December 10th, 2011 Leave a comment Go to comments

Some of Mae Chan’s girls by her house. House one is behind it to the left. The wood pole sticking up on the left is to hold the line for temporary power for construction of the fourth house up off the road.

This is the last post for a month. Sue and I leave for Bangkok tomorrow morning to meet up with Gayle and Keith from Australia. We leave for Myanmar the 14th where Gayle and Sue will be training Buddhist monks and World Vision teachers in elementary school teaching methods.

I was just out at 7 this morning to run on the foundation road in the village. I can only run for a half hour now because of Achille’s tendon issues, and have to do some stretching exercises the doctor gave me before I run. The front steps and railings of our second house, Mae Chan’s house, are perfect for those exercises.

Mae Chan
Mae Chan

I talked briefly with Mae Chan as she left on her motorbike to help out at the school of some of her girls. Mae, say “ae” as “a” in “apple”, means “mother” in Thai, and that is just what she is. She has been with us the longest as a mother really loves her 7, soon to be 8 girls. They love her and are very secure with her. Of our families, hers has been together the longest and it does show. The girls really behave to each other as sisters.

We train our mothers to be just that, mothers, not only caregivers. Our girls learn that the chief authority in their life is not our staff psychologists and social workers, not our managing director or any other director, but their mother. No one can make an end run around their mother and ask the chairman of the board, who they see often, to get what they want.

Mae Chan’s life has not been an easy one, but it has made her tough as nails. Her girls get a great deal of freedom because all know the limits and have the safety and security of their home as a base for reaching out into life, and a mother that nothing gets past unless it should.

Mae Ui had just finished cleaning the third house. I thought it was already pretty clean, but oh well… Mae Ui and her girls move into it from the first house tomorrow, I think.
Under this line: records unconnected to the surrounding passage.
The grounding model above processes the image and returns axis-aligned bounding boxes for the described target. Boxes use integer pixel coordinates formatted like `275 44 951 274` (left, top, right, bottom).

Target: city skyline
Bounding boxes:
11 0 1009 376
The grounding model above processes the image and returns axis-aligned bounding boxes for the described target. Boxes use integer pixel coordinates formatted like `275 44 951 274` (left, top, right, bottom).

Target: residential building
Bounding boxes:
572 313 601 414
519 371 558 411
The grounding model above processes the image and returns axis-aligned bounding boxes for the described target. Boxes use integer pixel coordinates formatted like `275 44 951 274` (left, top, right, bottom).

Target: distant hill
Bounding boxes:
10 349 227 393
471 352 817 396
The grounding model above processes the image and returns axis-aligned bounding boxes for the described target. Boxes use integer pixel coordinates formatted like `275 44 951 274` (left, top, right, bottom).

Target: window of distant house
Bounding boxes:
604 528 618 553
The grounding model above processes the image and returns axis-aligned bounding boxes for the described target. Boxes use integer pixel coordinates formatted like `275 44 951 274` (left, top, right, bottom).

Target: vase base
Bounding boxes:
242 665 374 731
The first house will become our new foundation office as well as our new crisis center under Mae Noi. We still have 4 girls with Mae Pai at a rental house. Walai says we can start our fourth house for them in our village when Sue and I get back from Myanmar in January.
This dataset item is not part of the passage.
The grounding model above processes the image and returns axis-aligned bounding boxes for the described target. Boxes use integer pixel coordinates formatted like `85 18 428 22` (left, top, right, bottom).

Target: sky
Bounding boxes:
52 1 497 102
The first house will be the temporary quarters for our foundation office until our main building. This building is not scheduled but should be coming in a year or two. In the meantime Walai claims she can get all our office, 8 desks of which 5 are the big wrap around type, along with some tables and cabinets into just the front bedroom in house one leaving the rest of the house for our crisis center. Our bedrooms are big, and Walai has proved very capable in all other matters, but I wonder if even she can pull that off. We’ll see when we get back.

Things really are coming together. It is so nice to be out at the village. It is in town but away from it at the same time. Very quiet. Sue and I will miss it until we come be back in a month.